行雲流水

  日本リサーチセンターは中国の社会科学院と共同して日中関係に関する世論調査を実施し先日結果を発表した。それによると日中関係が今後悪化するとみる両国人は昨年十月の前回調査に比べともに一〇ポイント以上も増加している▼中国に「親しみを感じない」日本人五七%に対し、日本に「親しみを感じない」と言う中国人は七一%と高い。四月に起きた反日デモなど両国の関係冷え込みが影響しているとみられている▼小泉首相が「再び国民が悲惨な戦禍を被らないよう不戦の誓いをたてるために行っている」と繰り返し弁明している靖国神社参拝に対する中国の反発は八二%にも達している。

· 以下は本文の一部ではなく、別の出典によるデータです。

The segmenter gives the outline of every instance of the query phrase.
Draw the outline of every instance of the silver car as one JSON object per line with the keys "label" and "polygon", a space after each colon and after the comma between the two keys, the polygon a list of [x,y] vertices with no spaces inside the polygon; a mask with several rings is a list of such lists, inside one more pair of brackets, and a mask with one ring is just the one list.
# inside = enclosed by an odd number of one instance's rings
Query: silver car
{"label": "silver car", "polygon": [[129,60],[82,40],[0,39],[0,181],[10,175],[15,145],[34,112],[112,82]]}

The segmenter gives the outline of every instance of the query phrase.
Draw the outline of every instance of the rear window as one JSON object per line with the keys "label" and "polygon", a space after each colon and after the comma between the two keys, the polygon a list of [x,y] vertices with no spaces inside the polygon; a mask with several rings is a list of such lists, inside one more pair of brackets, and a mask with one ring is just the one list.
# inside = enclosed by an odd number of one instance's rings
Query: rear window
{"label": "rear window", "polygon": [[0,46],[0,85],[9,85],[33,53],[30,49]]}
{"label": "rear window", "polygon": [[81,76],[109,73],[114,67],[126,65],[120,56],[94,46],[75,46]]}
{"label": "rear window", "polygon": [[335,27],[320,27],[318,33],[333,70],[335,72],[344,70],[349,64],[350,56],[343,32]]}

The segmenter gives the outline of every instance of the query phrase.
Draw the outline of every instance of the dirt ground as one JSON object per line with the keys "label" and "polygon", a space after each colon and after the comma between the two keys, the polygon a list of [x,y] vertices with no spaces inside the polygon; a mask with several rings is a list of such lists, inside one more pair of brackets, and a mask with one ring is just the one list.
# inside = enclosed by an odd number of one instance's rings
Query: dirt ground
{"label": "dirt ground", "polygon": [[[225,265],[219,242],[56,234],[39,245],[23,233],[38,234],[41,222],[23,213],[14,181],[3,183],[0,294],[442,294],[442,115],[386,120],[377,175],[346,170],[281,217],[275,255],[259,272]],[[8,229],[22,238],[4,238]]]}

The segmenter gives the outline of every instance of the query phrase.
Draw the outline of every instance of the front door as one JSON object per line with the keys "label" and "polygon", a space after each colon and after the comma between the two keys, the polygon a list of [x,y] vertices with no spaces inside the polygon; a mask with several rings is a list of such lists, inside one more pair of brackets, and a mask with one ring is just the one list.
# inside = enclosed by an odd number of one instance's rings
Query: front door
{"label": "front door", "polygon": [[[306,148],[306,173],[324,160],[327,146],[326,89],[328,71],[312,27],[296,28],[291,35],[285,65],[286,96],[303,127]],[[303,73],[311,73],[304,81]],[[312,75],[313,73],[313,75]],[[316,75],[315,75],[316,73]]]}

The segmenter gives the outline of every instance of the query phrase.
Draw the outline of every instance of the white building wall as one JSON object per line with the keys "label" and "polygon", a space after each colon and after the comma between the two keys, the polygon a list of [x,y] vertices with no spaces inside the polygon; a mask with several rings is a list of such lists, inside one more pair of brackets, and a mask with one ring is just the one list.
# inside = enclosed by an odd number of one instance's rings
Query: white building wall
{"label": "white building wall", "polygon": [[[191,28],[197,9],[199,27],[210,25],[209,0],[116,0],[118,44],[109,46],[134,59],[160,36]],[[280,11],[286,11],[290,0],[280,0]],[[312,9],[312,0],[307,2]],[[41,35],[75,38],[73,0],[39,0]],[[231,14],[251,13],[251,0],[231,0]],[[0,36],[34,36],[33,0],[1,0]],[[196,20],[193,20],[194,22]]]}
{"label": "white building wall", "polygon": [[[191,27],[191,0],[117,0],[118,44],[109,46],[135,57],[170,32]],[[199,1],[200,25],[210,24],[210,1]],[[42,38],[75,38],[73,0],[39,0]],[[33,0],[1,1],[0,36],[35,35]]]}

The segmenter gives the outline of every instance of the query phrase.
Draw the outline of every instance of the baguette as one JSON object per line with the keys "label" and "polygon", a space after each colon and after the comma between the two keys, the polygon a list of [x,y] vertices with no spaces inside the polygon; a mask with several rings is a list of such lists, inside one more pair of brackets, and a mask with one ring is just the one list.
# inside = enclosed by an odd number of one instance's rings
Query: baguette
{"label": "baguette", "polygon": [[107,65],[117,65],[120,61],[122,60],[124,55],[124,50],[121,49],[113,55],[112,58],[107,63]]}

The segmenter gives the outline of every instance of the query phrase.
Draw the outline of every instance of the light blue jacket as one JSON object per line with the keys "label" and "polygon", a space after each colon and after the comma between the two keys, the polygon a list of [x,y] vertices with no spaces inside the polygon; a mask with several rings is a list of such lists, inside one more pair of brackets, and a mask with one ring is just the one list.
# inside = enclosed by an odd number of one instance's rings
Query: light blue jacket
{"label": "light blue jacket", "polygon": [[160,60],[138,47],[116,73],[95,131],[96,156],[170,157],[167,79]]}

かくて識者は中国の感情悪化の主たる要因は小泉首相にあると指摘する▼中曽根元首相や歴代首相の多くも靖国問題は結果として国益を損ねており慎重な対応が必要だと進言している。同じ民族でありながら南北に分断されてかつて敵対意識を増大させていた韓国と北朝鮮▼時の金大中韓国大統領は同民族意識をもって話せば理解し合えると対話による「太陽政策」を粘り強く維持した。その結果途絶えていた両国の首脳会談は五十五年ぶりに実現。両国民は民族統一への夢は現実化すると歓んだ▼しかしブッシュ米政権から「悪の枢軸」「ならず者国家」と名指しされた北朝鮮は態度を急変し統一への望みは今日消滅しつつある。国の最高責任者の言行は時として他国民の感情を逆なでし抜き差しならぬ憎悪を生み出す刃となるものである。